Model VI: Without data discretization, without attribute selection
Model VII: Without data discretization, with attribute selection
Model VIII: With data discretization, without attribute selection
Model IX: Data discretization before attribute selection
Model X: Attribute selection before data discretization
- (3)
Analysis of decision trees graph for decision-making purposes.
Stage 2. Model analysis and performance evaluation: Three key directions are also addressed for this implementing function.
- (1)
Percentage split attribute performance evaluation: for whether to purchase the long-term care insurance, five models (Models I, II, III, IV, and V) are established among 23 classifiers of seven categories by using percentage split method, to select the classifiers with better accuracy. Taking the best Model V as an example, the description is shown in
Table 3.
The accuracy evaluation of Model V: attribute selection before data discretization is explained as follows.
- (a)
Bayes: Bayes Net-lowest 77.5641% and highest 85.2113%; Naive Bayes-lowest 77.5641% and highest 85.2113%. Bayes Net and Naive Bayes’ lowest 77.5641% and highest 85.2113% are the same.
- (b)
Functions: Logistic-lowest 80.8511% and highest 85.2113%; SGD-lowest 80.5085% and highest 84.5070%; SGD Text-lowest 64.2105% and highest 72.3404%; Simple Logistic-lowest 80.8511% and highest 85.2113%; SMO-lowest 77.5641% and highest 84.5070%. In this category, SGD Text has the lowest 64.2105%, and Logistic and Simple Logistic have the highest 85.2113%.
- (c)
Lazy: IBk-lowest 80.8511% and highest 85.2113%; K Star-lowest 78.7234% and highest 85.1695%; LWL-lowest 76.8421% and highest 83.0508%. In this category, LWL has the lowest 76.8421% and IBk has the highest 85.2113%.
- (d)
Meta: Ada Boost M1-lowest 70.5263% and highest 78.3898%; Bagging-lowest 77.5641% and highest 85.2113%; Stacking and Vote classifiers have the same lowest 64.2105% and highest 72.3404%, which are unsatisfactory. In this category, Stacking and Vote have the lowest 64.2105% and Bagging has the highest 85.2113%.
- (e)
Misc: Input Mapped Classifier has the lowest 64.2105% and highest 72.3404%, not good enough.
- (f)
Rules: Decision Table-lowest 80.8511% and highest 85.2113%; JRip-lowest 80.8511% and highest 84.7458%; OneR-lowest 74.7368% and highest 80.5085%; PART-lowest 80.8511% and highest 85.2113%; ZeroR-lowest 64.2105% and highest 72.3404%, poor performance. In this category, ZeroR has the lowest 64.2105%, and the evaluation values of Decision Table and PART are equally good at 85.2113%.
- (g)
Trees: J48, LMT, and REP Tree have the lowest 80.8511% and highest 85.2113%, and other proportion measurements (marked in italics).
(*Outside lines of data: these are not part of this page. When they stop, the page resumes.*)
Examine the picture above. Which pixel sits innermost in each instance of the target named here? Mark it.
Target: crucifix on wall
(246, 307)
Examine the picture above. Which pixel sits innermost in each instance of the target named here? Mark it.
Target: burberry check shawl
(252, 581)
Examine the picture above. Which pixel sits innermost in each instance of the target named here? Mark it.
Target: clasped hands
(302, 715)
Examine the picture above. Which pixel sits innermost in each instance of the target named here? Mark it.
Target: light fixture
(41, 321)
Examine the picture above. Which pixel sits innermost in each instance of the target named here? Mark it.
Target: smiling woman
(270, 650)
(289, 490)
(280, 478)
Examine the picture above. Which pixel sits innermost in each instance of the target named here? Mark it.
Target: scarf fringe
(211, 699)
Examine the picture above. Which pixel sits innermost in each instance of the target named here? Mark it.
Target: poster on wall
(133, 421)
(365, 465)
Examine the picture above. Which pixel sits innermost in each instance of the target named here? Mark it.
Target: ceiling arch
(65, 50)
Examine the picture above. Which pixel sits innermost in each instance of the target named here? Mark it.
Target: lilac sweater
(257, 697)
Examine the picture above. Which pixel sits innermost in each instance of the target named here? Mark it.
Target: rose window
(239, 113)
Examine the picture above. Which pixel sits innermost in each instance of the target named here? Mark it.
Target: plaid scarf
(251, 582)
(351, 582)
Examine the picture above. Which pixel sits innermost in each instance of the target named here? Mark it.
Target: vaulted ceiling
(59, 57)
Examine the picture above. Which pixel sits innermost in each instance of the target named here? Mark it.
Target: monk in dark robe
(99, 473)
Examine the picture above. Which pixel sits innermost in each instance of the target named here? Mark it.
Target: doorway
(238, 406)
The measurement values of each proportion of these three classifiers are the same, and all values are in the range of 80.8511~85.2113%. Among the seven categories of Model V, the trees show the most stable performance.
In summary, the prediction values of Bayes Net, Naive Bayes, Logistic, Simple Logistic, IBk, Bagging, Decision Table, PART, J48, LMT, and REP Tree are 85.2113%, which are the good classifiers with same highest value in the study data used. Importantly, the lowest accuracy, highest accuracy and difference values of the seven categories of Model V by percentage split are shown in
Table 4; at the same time,
Figure 2 shows the bar chart of lowest, highest, and difference values of seven categories of Model V.
It can be seen from
Table 3 and
Table 4 and
Figure 2, the lowest and highest accuracy performance and difference value of prediction Model V and algorithm are compared and analyzed as follows.
- (a)
The proportion performance value shows that from the evaluation value presented by the three classifiers of trees (J48, LMT, and REP Tree), the accuracy is relatively stable on the whole, with 85.2113% as the highest, 80.8511% as the lowest, and the difference value 4.3602% is the smallest.
- (b)
In the seven categories, the accuracy of SGD Text of Functions, Stacking and Vote of Meta, Input Mapped Classifier of Misc, and ZeroR classifier of Rules is not good, which is the lowest evaluation value (64.2105%) in the percentage split.
- (c)
Among the seven categories in summary table, the highest 85.2113% is distributed in Bayes Net and Naive Bayes of Bayes, Logistic and Simple Logistic of Functions, IBk of Lazy, Bagging of Meta, Decision Table and PART classifier of Rules and J48, and LMT and REP Tree of Trees, and all distributed in 70/30 (training value/test value).
- (d)
For the accuracy of Model V: attribute selection before data discretization by percentage split, Functions and Meta and Rules have the lowest value of 64.2105%, the highest value of 85.2113%, and the largest difference value of 21.0008%.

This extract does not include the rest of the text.